Modest Mats Sundin didn't want to dwell on his amazing recuperative powers, so fellow Swede Mikael Tellqvist offered his own theory.
"He probably adds a couple of weeks (in projected injury time) to get conversation going around here with the media," Tellqvist said with a wink.
"He's always been tough enough to play through injuries; probably the longest time he was gone was with his (broken orbital bone last October). But a lot of guys bear down through injuries, not just Swedes. That's why they make it to the NHL and some guys don't."
Sundin beat the doctor's timetable again last night, returning to the lineup 19 days after tearing an elbow ligament. A three-to-four week layoff was projected for the 35-year-old Maple Leafs' captain.

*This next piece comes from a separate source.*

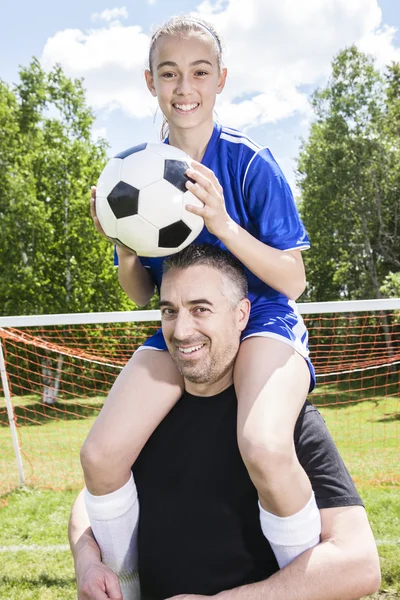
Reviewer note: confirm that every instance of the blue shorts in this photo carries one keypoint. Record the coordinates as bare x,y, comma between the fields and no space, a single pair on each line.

Is there something magical in the waters of the Baltic Sea perhaps?
"I don't know," Sundin said. "We've always had a history of good medical staffs around here. It's been a good environment to heal in, I guess.
"This team has had a lot of history with serious injuries the past four or five years and we've found a way. That makes it easier for everyone concerned, including the guys who are trying to get back in the lineup."
Centre Matt Stajan says Sundin always pushes himself hard in rehab, behind the team trainer's door.
"You want him back fast as possible and he does everything he can to come back earlier," Stajan said. "He kept up his conditioning, getting bag skated every day, making sure that when he did return, he could step in and play a lot of minutes."
Thanks to a break in the NHL schedule, the Leafs played just seven games with Sundin out, compiling a record of 4-2-1.
Despite that good showing, winger Jeff O'Neill was not going to tell Sundin to take his time coming back.
"The New York Yankees are pretty happy when Derek Jeter gets back from an injury and it's the same for the Leafs," O'Neill said.
"When you get one of the top three or four players in the world back in your lineup, it doesn't hurt.
"Some of the young guys stepped up and played great hockey, as did (Sundin's wingers) Nik Antropov and Alexei Ponikarovsky. Stajan played very well, too.
"To have a good team you have to have guys who can step up when people get hurt."